Re: ZWJ, ZWNJ, CGJ and combination

From: Philippe Verdy (verdy_p@wanadoo.fr)
Date: Mon Nov 10 2003 - 08:29:26 EST

  • Next message: Philippe Verdy: "Re: Tamil 0BB3 and 0BD7"

    From: "Peter Kirk" <peterkirk@qaya.org>
    > This does not affect my argument. A combining character sequence, as
    > defined, does not perfectly fit your definition "an unordered set of
    > sequences of characters having the same combining class." But it is
    > preserved under canonical normalisation. Well, perhaps that depends what
    > you mean by "preserved". If you mean that its code point representation
    > is unchanged, that is not true your starter sequences either.
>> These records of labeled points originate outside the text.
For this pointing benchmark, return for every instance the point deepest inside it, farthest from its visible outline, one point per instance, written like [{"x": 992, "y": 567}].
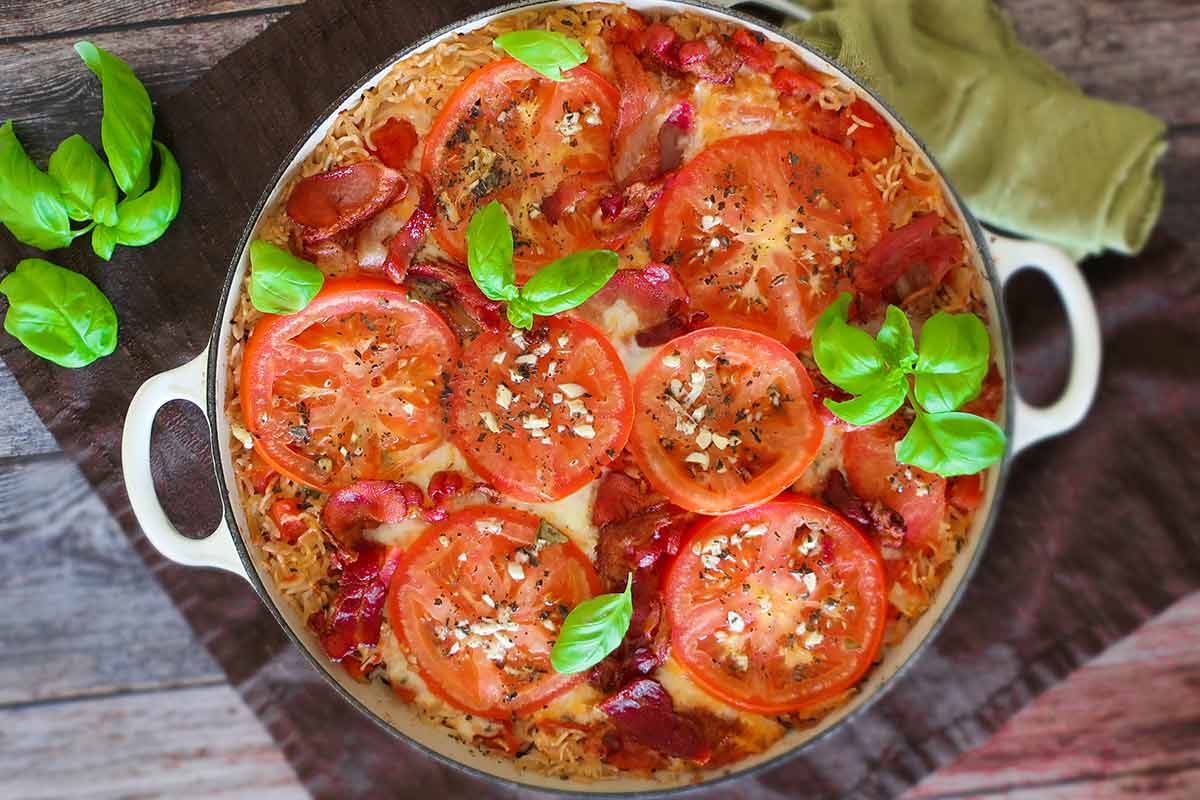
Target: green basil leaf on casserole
[
  {"x": 546, "y": 52},
  {"x": 593, "y": 630},
  {"x": 281, "y": 283},
  {"x": 58, "y": 314}
]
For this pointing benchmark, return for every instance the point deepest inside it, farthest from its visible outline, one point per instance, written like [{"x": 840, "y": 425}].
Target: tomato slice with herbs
[
  {"x": 766, "y": 229},
  {"x": 725, "y": 420},
  {"x": 779, "y": 607},
  {"x": 869, "y": 456},
  {"x": 479, "y": 600},
  {"x": 349, "y": 386},
  {"x": 514, "y": 136},
  {"x": 539, "y": 413}
]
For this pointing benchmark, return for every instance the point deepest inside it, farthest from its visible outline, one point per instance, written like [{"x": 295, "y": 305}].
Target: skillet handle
[
  {"x": 181, "y": 383},
  {"x": 1033, "y": 423},
  {"x": 790, "y": 10}
]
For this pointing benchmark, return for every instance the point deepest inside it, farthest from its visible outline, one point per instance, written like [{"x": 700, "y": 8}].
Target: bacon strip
[
  {"x": 457, "y": 281},
  {"x": 336, "y": 200},
  {"x": 645, "y": 713},
  {"x": 355, "y": 615}
]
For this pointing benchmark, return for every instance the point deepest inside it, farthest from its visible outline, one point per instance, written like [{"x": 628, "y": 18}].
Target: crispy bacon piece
[
  {"x": 389, "y": 241},
  {"x": 352, "y": 507},
  {"x": 753, "y": 49},
  {"x": 336, "y": 200},
  {"x": 645, "y": 713},
  {"x": 288, "y": 522},
  {"x": 912, "y": 247},
  {"x": 394, "y": 142},
  {"x": 887, "y": 524},
  {"x": 357, "y": 613},
  {"x": 456, "y": 281}
]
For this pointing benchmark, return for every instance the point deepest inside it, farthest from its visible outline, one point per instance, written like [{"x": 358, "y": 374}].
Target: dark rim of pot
[{"x": 214, "y": 409}]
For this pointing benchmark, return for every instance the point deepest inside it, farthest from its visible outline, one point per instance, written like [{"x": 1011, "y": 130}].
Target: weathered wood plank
[
  {"x": 197, "y": 743},
  {"x": 83, "y": 615},
  {"x": 1128, "y": 720},
  {"x": 21, "y": 432},
  {"x": 61, "y": 17},
  {"x": 1143, "y": 53},
  {"x": 51, "y": 94}
]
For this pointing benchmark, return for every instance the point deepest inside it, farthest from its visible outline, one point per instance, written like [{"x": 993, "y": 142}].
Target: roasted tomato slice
[
  {"x": 725, "y": 419},
  {"x": 765, "y": 230},
  {"x": 871, "y": 469},
  {"x": 539, "y": 413},
  {"x": 349, "y": 386},
  {"x": 480, "y": 618},
  {"x": 778, "y": 607},
  {"x": 513, "y": 136}
]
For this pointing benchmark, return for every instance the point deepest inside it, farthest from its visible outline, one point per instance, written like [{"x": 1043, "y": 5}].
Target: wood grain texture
[
  {"x": 51, "y": 94},
  {"x": 24, "y": 20},
  {"x": 83, "y": 615},
  {"x": 22, "y": 434},
  {"x": 195, "y": 743},
  {"x": 1128, "y": 723},
  {"x": 1143, "y": 53}
]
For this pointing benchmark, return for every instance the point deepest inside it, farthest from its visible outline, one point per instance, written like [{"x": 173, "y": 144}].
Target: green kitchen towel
[{"x": 1030, "y": 152}]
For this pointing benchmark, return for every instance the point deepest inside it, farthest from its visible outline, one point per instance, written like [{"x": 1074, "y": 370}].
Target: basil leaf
[
  {"x": 127, "y": 125},
  {"x": 593, "y": 630},
  {"x": 281, "y": 283},
  {"x": 568, "y": 282},
  {"x": 519, "y": 314},
  {"x": 88, "y": 187},
  {"x": 895, "y": 340},
  {"x": 952, "y": 443},
  {"x": 142, "y": 220},
  {"x": 952, "y": 362},
  {"x": 543, "y": 50},
  {"x": 58, "y": 314},
  {"x": 846, "y": 355},
  {"x": 875, "y": 404},
  {"x": 103, "y": 241},
  {"x": 30, "y": 204},
  {"x": 490, "y": 252}
]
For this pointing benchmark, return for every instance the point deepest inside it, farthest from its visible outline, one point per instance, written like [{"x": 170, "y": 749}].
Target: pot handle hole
[
  {"x": 1033, "y": 423},
  {"x": 183, "y": 383}
]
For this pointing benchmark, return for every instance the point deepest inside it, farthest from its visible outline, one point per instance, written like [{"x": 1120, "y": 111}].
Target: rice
[{"x": 415, "y": 89}]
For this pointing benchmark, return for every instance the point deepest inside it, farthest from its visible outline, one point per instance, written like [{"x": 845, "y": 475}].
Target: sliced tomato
[
  {"x": 539, "y": 413},
  {"x": 510, "y": 134},
  {"x": 766, "y": 229},
  {"x": 478, "y": 601},
  {"x": 349, "y": 386},
  {"x": 875, "y": 475},
  {"x": 777, "y": 608},
  {"x": 341, "y": 198},
  {"x": 725, "y": 420}
]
If it
    > means that its semantics are unchanged, it is true by definition of any
    > string of Unicode characters that its semantics are unchanged by
    > canonical normalisation, or indeed by any transformation into a
    > canonically equivalent form.

    I did not say the opposite (that normalization could change semantics).
    But normalization does not work at the combining character sequence
    level but at the starter sequence level, and it bases the character identity
    on this model, that excludes sequences of non-defective starter
    sequences (such as non-defective combining sequences) of any semantic
    constraints. Normalization effectively ignores combining sequences which
    are only a part of the text.

    > >I still maintain that there's no terminology to designate what I call a
    > >starter sequence.
    > >
    > >
    > >
    > Agreed. But does it matter? It does so only if this is a meaningful unit
    > within Unicode. On my understanding, a sequence of combining characters
    > all of class >0 is meaningful because this is what canonical reordering
    > operates on. But such a sequence does not necessarily form a unit with
    > the preceding character.

    It does matter, because this causes ambiguity in the terminology used
    when speaking about normalization constraints, under the stability policy,
    and applies constraints on the way that combining sequences can be safely
    encoded (when this needs multiple starters, like a base character and CGJ).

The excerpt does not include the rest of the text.